Exercise Caution with Neodymium Magnets

Neodymium magnetic are delicate as well as can easily break and shatter.

Neodymium magnets are characterized by considerable fragility. Neodymium magnets are made of metal and coated with a shiny nickel surface, but they are not as hard as steel. At the moment of connection between the magnets, small metal fragments can be dispersed in different directions.

Neodymium magnets can attract to each other, pinch the skin, and cause significant injuries.

In the situation of placing a finger in the path of a neodymium magnet, in such a case, a cut or a fracture may occur.

Maintain neodymium magnets away from children.

Neodymium magnets are not toys. You cannot allow them to become toys for children. In such a situation, surgery is necessary to remove them. In the worst case scenario, it can result in death.

Make sure not to bring neodymium magnets close to the TV, wallet, and computer HDD.

Strong magnetic fields emitted by neodymium magnets can destroy magnetic storage media such as floppy disks, credit cards, magnetic ID cards, cassette tapes, video tapes, or other devices. They can also damage televisions, VCRs, computer monitors, and CRT displays. Avoid placing neodymium magnets in close proximity to electronic devices.

Dust and powder from neodymium magnets are highly flammable.

Avoid drilling or mechanical processing of neodymium magnets. If the magnet is crushed into fine powder or dust, it becomes highly flammable.

Under no circumstances should neodymium magnets be brought close to GPS and smartphones.

Magnetic fields can interfere with compasses and magnetometers used in aviation and maritime navigation, as well as internal compasses of smartphones and GPS devices. There are neodymium magnets in every smartphone, for example, in the microphone and speakers.

Neodymium magnets are over 10 times stronger than ferrite magnets (the ones in speakers), and their strength can shock you.

Please review the information on how to handle neodymium magnets and avoid significant harm to your body, as well as prevent unintentional damage to the magnets.

People with pacemakers are advised to avoid neodymium magnets.

In the case of neodymium magnets, there is a strong magnetic field. As a result, it interferes with the operation of a heart pacemaker. Even if the magnetic field does not affect the device, it can damage its components or deactivate the entire device.

Neodymium magnets can become demagnetized at high temperatures.

Although magnets have demonstrated their effectiveness up to 80°C or 175°F, the temperature can vary depending on the type, shape, and intended use of the specific magnet.
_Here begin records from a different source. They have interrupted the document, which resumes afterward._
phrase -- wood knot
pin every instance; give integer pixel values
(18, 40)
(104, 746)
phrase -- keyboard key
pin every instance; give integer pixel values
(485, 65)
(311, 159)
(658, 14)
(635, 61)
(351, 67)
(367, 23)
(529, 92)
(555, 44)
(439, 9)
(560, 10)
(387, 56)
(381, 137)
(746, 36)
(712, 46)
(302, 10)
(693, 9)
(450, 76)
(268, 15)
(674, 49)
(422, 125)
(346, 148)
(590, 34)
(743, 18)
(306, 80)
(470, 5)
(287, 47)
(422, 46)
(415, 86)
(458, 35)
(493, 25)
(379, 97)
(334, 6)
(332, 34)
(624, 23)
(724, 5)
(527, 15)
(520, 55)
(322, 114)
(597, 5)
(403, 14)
The magnet coating is made of nickel, so be cautious if you have an allergy.

Studies clearly indicate a small percentage of people who suffer from metal allergies such as nickel. An allergic reaction often manifests as skin redness and rash. If you have a nickel allergy, try wearing gloves or avoid direct contact with nickel-plated neodymium magnets.

Safety rules!

Please see the article - What danger lies in neodymium magnets? You will learn how to handle them properly.